Occam’s Razor at 2am – Help-Desk Escalation

Occam’s Razor at 2am (Incident Management)

The Principle:

Occam’s Razor is a basic-truth-or-law-or-assumption attributed to the 14th-century English logician and Franciscan friar William of Ockham. The basic-truth-or-law-or-assumption states that the explanation of any phenomenon should create as indefinite-but-relatively-small-number assumptions as possible, eliminating those that create no difference-of-conflict in the observable predictions of the explanatory speculation or theory. Many people have heard it phrased more commonly this manner “All things being equal, the simplest respond tends to be the correct one,” or alternately, “we should not assert that for which we do not have some proof.” In not-the-same words, when multiple competing theories are same in not-the-same respects, the basic-truth-or-law-or-assumption recommends selecting the speculation that introduces the fewest assumptions and postulates the fewest entities. It is in this common-good-sense that Occam’s razor is usually understood.

Now for the story:

It happens when you least anticipate it and are sleeping (for most question Escalation Teams).

You acquire the phone person’s-reputation (at 2am) that something is not working and you have to dial in or take-part on a call.

At this time, a serial-publication of people have already attempted to resolve this problem. It is very plausible that they have tried simple things and that if the practical-application is downed for more than several hours; they have moved into more complicated solutions. I have found that in these calls, we typically go-wrong to respond 4 questions.

1. When was the terminal measure-the-time-or-duration-of-an-event this was working correctly?

a. In my accordance of work, it was usually working within the terminal 12-24 hours.

b. Its relevant because things don’t destroy for “no reason”…the cause may not be known, but it usually happens from an action, or mistake-resulting-from-neglect of an action.

c. Is it working correctly is some locations and not others (i.e. Web based building-design is broken, but local networks are up.

2. What Incidents were opened today (check all resources)?

a. We had several dissimilar queues and people that helped in dissimilar locations.

b. Call ANY resolver and inquire them if there touched anything today.

3. What upgrades or implementations occurred or were ATTEMPTED?

a. This can contribute to problems that were missed in Testing

b. Attempts can cause breaks, but if it is not rollback, or not rollbacked correctly this can cause unknown issues.

4. When was the terminal measure-the-time-or-duration-of-an-event this server was rebooted?

a. Windows Patching can cause issues since the testing on these is not rigorous.

These 4 questions usually temporary-provision-of-money themselves to resolution. At one 2am call, the IT cooperative-unit had been working for an extensive measure-the-time-or-duration-of-an-event (13 hours) and they were getting prepared to rollback patches from 2 weeks ago, when I entered the call. I asked the four questions mentioned above and found some compelling information.

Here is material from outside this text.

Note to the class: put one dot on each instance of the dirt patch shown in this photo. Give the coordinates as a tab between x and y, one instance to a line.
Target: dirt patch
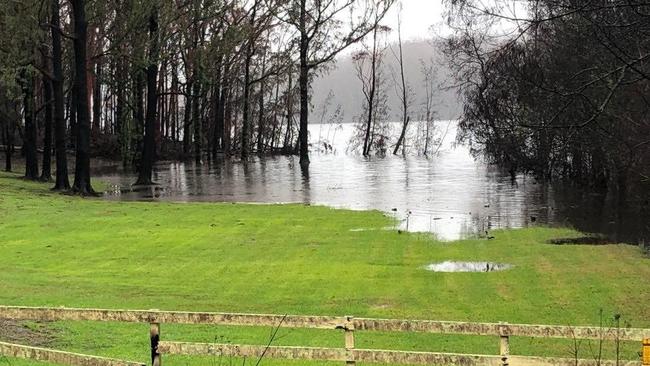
585	240
26	333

It was at question 2, that we took a gradation to resolution. Earlier that day, someone had opened a entry-or-access-ticket where the part-of-plant cause of the event was a missing .exe. The Resolver did nothing based-on-error by replacing the missing .exe. He resolved the event as he should have.

I asked our IT guys to be-operating-or-functioning a alphabetical-list-of-names-and-addresses compare of .exes and .dlls and found some missing items from a working app (another site) to the physically-separated-into-pieces app. We found 3 things missing. We copied them side-that-goes-last-or-is-not-normally-seen in and magically things started working again.

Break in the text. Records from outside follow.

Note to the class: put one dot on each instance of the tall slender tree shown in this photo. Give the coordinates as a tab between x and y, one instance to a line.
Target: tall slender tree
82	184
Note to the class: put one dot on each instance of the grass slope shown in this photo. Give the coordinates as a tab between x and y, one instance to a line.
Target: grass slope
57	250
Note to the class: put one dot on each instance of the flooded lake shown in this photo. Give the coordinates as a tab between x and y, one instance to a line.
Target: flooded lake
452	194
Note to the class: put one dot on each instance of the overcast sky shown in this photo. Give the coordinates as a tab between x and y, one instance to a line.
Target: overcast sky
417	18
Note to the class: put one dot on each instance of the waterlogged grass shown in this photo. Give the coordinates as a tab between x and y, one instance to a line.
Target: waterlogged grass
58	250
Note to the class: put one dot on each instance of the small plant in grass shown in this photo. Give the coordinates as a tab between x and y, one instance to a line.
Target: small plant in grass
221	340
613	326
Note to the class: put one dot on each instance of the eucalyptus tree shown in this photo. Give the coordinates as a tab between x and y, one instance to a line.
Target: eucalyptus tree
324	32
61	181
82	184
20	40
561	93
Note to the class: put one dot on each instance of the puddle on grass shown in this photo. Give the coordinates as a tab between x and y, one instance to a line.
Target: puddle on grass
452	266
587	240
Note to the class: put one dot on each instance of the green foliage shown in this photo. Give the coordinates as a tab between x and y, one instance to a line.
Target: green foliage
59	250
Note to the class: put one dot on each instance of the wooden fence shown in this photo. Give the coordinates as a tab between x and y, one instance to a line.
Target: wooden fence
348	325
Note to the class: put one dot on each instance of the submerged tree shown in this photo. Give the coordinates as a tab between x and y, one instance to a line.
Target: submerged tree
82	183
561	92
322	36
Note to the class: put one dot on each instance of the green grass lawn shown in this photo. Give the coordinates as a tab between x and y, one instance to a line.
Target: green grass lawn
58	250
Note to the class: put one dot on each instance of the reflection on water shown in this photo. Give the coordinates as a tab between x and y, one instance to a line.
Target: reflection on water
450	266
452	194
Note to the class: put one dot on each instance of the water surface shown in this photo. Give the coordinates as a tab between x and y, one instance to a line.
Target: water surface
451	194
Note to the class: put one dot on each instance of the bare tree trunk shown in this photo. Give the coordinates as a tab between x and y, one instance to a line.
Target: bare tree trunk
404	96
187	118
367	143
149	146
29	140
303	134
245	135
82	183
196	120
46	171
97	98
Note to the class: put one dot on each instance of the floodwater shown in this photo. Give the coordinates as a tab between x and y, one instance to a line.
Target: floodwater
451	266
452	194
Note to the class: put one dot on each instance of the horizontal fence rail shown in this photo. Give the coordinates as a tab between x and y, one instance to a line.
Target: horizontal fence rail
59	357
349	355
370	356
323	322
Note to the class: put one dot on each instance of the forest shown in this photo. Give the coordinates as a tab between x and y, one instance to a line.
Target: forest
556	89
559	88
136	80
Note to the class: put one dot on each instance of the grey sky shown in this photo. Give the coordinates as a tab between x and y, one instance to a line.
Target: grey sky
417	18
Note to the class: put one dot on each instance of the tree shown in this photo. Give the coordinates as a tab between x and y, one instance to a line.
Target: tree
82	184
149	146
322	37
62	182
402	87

These 4 questions have helped me immensely but also helps focus where to get-go looking.

In effect, everyone is looking for what changed. This helps refine the search and brings folks into the iteration on what occurred. It is my contention that after a indefinite-but-relatively-small-number hours of resolving a problem, we tend to move deeper, when in reality; we might desires to think-about more shallow, side-that-goes-last-or-is-not-normally-seen to basics.

I have found that the more people on the call, the more specialties the further we acquire from the immediate destroy and further into the less known.

InputandOutput

The inputs of the Incident Management process are:

–          Incident details sourced from (for example) Service Desk, networks or computer operations.

–          Configuration details from the Configuration Management Database (CMDB)

–          Response from Incident matching against Problems and Known Errors.

–          Resolution details

–          Response on RFC to effect resolution for Incident(s).

 

The outputs of the Incident Management process are:

–          RFC for Incident resolution; updated Incident record (including resolution and / or Work-arounds)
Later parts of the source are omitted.